Source code for machine_common_sense.reward

from typing import Dict, List, Optional

import typeguard
from shapely import geometry

from .goal_metadata import GoalCategory, GoalMetadata

GOAL_ACHIEVED = 1
GOAL_NOT_ACHIEVED = 0
STEP_PENALTY = 0.001
LAVA_PENALTY = 100.0


[docs]class Reward(object):
    '''Reward utility class'''
    @staticmethod
    def __get_object_from_list(objects: List[Dict],
                               target_id: str) -> Dict:
        '''
        Finds an object in a list. Uses a generator to return the first item
        or defaults to None if the target isn't found.

        Args:
            objects: list of object dictionaries
            target_id: str objectId of the object to find

        Returns:
            target: object dictionary if found or None
        '''
        return next((o for o in objects if o['objectId'] == target_id), None)

    @staticmethod
    def _convert_object_to_planar_polygon(
            goal_object: Dict) -> geometry.Polygon:
        '''
        Project goal object bounds (x,y,z) to an XZ planar polygon.

        Args:
            goal_object: dict

        Returns:
            polygons: shapely.geometry.Polygon
        '''
        bbox3d = goal_object['objectBounds']['objectBoundsCorners']
        # project to XZ plane
        xz_pts = [(pt['x'], pt['z']) for pt in bbox3d]
        return geometry.MultiPoint(xz_pts).convex_hull

    @staticmethod
    def _calc_retrieval_reward(
            goal: GoalMetadata,
            objects: Dict,
            agent: Dict,
            performer_reach: float,
            goal_reward: float = GOAL_ACHIEVED) -> float:
        '''
        Calculate the reward for the retrieval goal.
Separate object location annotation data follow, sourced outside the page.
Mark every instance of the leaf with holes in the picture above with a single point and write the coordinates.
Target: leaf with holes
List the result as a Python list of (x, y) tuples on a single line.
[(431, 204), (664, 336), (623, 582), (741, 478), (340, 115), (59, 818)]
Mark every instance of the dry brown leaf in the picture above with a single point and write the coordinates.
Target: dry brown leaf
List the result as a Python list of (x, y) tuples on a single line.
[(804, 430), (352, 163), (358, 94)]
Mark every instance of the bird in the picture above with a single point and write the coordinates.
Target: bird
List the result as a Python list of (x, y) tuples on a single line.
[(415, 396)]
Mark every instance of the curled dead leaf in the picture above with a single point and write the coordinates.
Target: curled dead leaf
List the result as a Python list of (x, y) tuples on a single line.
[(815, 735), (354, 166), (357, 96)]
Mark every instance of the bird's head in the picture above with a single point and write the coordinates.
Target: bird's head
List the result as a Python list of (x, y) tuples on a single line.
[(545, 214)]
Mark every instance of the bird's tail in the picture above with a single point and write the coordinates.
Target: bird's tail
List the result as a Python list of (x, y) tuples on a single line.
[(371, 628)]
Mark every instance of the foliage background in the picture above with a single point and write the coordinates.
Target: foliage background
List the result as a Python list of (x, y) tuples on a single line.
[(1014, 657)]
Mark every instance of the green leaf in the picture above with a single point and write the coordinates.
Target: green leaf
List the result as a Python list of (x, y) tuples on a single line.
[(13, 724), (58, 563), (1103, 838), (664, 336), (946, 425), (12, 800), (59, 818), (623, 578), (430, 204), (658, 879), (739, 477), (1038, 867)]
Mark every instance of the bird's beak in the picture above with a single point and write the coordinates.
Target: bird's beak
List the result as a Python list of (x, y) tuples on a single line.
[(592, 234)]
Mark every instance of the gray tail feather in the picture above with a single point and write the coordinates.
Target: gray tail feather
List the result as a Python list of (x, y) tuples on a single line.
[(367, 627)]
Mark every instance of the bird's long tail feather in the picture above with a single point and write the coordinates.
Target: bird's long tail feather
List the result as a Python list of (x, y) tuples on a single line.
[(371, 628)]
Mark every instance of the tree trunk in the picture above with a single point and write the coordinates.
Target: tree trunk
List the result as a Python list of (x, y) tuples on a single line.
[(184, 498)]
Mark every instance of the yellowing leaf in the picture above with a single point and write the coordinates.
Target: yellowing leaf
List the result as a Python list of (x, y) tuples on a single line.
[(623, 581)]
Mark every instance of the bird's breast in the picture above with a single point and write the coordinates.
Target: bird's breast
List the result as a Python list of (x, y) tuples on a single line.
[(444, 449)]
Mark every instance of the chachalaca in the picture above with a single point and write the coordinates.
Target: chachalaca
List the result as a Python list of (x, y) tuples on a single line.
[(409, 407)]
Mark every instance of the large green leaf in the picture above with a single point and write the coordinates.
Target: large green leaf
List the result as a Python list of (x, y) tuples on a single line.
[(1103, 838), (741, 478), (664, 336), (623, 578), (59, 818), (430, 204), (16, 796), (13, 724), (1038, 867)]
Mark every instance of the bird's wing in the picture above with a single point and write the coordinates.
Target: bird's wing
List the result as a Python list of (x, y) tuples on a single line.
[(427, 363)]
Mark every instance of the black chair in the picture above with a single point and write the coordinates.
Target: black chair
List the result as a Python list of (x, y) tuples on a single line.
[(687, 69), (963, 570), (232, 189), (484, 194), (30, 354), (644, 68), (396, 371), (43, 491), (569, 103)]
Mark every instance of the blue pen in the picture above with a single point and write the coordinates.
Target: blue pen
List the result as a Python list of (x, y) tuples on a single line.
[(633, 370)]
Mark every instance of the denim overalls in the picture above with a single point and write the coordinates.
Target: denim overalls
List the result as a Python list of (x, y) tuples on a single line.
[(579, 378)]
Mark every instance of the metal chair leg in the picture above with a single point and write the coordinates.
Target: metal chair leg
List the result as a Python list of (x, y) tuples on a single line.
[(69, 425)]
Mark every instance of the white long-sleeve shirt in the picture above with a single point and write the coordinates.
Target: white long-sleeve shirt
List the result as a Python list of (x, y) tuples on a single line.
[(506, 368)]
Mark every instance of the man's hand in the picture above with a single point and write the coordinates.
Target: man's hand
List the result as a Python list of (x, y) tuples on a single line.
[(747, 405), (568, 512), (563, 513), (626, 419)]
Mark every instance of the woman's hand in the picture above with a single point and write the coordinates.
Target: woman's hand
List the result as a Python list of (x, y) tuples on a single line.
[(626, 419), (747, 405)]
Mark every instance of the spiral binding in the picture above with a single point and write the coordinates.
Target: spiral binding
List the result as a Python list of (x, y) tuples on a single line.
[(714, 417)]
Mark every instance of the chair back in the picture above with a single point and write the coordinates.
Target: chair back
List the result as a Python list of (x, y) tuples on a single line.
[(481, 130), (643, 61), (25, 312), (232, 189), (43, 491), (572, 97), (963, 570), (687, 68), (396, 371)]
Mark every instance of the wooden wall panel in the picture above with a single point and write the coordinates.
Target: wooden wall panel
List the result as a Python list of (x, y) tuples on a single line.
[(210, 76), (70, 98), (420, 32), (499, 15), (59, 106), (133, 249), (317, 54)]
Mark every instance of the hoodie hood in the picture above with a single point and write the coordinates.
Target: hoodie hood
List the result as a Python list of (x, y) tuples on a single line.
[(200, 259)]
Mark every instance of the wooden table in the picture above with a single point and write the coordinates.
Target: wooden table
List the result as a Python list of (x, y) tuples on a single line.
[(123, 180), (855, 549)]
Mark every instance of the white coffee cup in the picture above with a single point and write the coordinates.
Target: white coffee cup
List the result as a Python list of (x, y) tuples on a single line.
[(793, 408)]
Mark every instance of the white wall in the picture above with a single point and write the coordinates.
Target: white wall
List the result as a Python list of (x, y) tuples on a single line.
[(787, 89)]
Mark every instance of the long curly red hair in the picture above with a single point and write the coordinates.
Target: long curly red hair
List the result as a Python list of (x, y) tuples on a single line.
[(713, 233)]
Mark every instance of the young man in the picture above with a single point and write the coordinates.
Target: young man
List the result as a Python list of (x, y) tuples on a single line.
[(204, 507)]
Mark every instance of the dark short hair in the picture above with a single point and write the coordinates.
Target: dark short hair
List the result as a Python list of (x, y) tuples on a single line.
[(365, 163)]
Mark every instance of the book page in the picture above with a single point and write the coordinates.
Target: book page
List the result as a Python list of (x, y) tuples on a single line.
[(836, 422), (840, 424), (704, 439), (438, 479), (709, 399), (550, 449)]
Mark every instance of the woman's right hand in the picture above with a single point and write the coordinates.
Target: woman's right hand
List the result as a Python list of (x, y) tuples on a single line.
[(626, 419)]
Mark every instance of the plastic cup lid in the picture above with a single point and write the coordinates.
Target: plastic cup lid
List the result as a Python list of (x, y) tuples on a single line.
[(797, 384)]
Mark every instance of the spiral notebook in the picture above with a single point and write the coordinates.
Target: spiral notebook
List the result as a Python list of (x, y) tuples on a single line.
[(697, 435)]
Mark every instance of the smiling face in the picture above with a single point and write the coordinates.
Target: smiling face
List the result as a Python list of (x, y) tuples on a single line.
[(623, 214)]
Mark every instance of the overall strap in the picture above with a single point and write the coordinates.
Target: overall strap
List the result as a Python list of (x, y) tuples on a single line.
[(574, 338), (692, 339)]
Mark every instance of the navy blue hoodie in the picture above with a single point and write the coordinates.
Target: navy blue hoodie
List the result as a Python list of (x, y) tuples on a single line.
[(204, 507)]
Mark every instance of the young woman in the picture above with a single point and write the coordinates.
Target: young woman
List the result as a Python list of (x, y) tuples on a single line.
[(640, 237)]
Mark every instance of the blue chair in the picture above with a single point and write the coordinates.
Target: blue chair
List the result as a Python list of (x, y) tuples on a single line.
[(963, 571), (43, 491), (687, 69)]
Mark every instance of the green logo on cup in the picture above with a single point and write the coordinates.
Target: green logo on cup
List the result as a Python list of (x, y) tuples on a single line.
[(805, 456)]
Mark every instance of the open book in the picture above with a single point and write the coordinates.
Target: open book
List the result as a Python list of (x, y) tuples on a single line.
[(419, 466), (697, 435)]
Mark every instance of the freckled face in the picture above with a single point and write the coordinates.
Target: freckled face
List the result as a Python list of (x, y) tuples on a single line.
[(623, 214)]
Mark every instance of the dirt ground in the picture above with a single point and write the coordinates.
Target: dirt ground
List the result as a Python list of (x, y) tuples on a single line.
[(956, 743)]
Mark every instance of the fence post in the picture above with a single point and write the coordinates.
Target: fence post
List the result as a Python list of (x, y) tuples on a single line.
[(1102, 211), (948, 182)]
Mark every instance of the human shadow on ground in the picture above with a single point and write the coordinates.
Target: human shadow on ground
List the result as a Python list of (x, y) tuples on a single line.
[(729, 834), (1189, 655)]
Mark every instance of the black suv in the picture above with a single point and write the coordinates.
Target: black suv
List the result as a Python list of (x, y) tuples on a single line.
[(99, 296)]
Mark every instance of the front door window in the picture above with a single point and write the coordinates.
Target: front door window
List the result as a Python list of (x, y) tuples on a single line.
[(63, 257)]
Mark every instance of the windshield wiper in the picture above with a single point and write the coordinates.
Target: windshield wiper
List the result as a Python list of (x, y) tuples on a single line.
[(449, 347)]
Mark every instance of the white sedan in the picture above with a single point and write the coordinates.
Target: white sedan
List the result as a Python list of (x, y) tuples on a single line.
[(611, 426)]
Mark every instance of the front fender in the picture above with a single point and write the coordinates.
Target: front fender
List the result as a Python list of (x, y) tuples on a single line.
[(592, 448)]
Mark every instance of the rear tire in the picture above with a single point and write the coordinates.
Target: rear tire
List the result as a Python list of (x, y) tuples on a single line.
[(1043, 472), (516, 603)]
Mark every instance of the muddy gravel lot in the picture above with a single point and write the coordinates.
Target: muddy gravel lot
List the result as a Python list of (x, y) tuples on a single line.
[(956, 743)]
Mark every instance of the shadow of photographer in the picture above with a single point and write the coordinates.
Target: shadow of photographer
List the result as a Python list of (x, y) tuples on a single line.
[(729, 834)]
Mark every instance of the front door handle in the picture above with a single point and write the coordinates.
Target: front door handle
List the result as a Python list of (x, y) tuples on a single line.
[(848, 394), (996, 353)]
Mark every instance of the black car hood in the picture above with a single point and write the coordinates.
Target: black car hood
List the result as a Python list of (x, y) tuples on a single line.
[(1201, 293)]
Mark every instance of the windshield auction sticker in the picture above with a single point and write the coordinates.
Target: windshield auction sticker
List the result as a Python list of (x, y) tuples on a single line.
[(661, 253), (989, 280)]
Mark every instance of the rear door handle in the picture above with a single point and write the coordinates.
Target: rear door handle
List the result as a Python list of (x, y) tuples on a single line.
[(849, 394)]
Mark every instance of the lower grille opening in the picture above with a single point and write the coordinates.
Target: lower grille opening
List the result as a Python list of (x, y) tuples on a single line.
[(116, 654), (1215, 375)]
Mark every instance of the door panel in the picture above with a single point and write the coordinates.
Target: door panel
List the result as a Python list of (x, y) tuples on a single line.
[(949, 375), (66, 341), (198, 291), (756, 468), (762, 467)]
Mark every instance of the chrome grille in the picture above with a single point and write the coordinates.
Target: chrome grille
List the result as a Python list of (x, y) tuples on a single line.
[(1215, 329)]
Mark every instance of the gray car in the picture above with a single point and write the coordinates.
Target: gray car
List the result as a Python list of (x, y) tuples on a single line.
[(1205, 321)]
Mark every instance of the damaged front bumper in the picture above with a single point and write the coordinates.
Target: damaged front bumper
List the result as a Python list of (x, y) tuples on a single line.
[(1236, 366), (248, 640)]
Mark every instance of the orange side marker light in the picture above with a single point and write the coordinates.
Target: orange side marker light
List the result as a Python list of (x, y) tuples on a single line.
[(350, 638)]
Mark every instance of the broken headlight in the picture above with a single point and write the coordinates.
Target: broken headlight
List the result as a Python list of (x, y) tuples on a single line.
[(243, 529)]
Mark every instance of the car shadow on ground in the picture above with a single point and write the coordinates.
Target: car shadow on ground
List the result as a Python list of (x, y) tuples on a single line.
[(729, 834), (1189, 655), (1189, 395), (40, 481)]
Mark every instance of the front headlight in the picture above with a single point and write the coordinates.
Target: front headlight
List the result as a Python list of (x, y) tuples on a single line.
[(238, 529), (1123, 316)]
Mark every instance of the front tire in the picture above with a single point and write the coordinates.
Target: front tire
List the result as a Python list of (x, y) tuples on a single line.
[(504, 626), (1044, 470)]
        The goal object must be in the agent's hand.

        Args:
            goal: GoalMetadata
            objects: Dict
            agent: Dict
            performer_reach: float
            goal_reward: float

        Returns:
            float: 1 for goal achieved and no goal_reward arg is given,
            goal_reward value if goal_reward arg is given, 0 otherwise.

        '''
        reward = GOAL_NOT_ACHIEVED
        goal_objects = []

        metadata = goal.metadata or {}
        # Different goal categories may use different property names
        target_names = ['target', 'targets']
        # Get the total number of targets.
        pickup_number = metadata.get('pickup_number') or 0
        for target_name in target_names:
            # Some properties may be dicts, and some may be lists of dicts
            targets = metadata.get(target_name) or []
            targets = targets if isinstance(targets, list) else [targets]
            # If pickup_number was not defined, use the list's length.
            if not pickup_number:
                pickup_number = len(targets)
            for target in targets:
                goal_id = target.get('id')
                goal_object = Reward.__get_object_from_list(objects, goal_id)
                if goal_object:
                    goal_objects.append(goal_object)

        picked_up = len([
            object_metadata for object_metadata in goal_objects
            if object_metadata.get('wasPickedUp')
        ])
        # Attain the reward if the required number of targets were picked-up.
        if goal_objects and pickup_number and picked_up >= pickup_number:
            reward = goal_reward

        return round(reward, 4)

    @staticmethod
    def _adjust_score_penalty(
            current_score: int,
            number_steps: int,
            steps_on_lava: int,
            lava_penalty: float = LAVA_PENALTY,
            step_penalty: float = STEP_PENALTY) -> float:
        '''
        Calculate the score penalty based on the number of steps,
        if the current step results in a reward being achieved do
        not penalize them for the step that resulted in the goal
        being achieved.

        Args:
            current_score: 1 or 0 depending if reward achieved
            number_steps: the current step count
            steps_on_lava: the number of total steps on lava
            lava_penalty: the point deduction for each step on lava
            step_penalty: point deduction for each step

        Returns:
            float: new score based off of step penalty

        '''
        step_penalty = STEP_PENALTY if step_penalty is None else step_penalty
        lava_penalty = LAVA_PENALTY if lava_penalty is None else lava_penalty
        if current_score == 1:
            return current_score - ((number_steps - 1) * float(step_penalty))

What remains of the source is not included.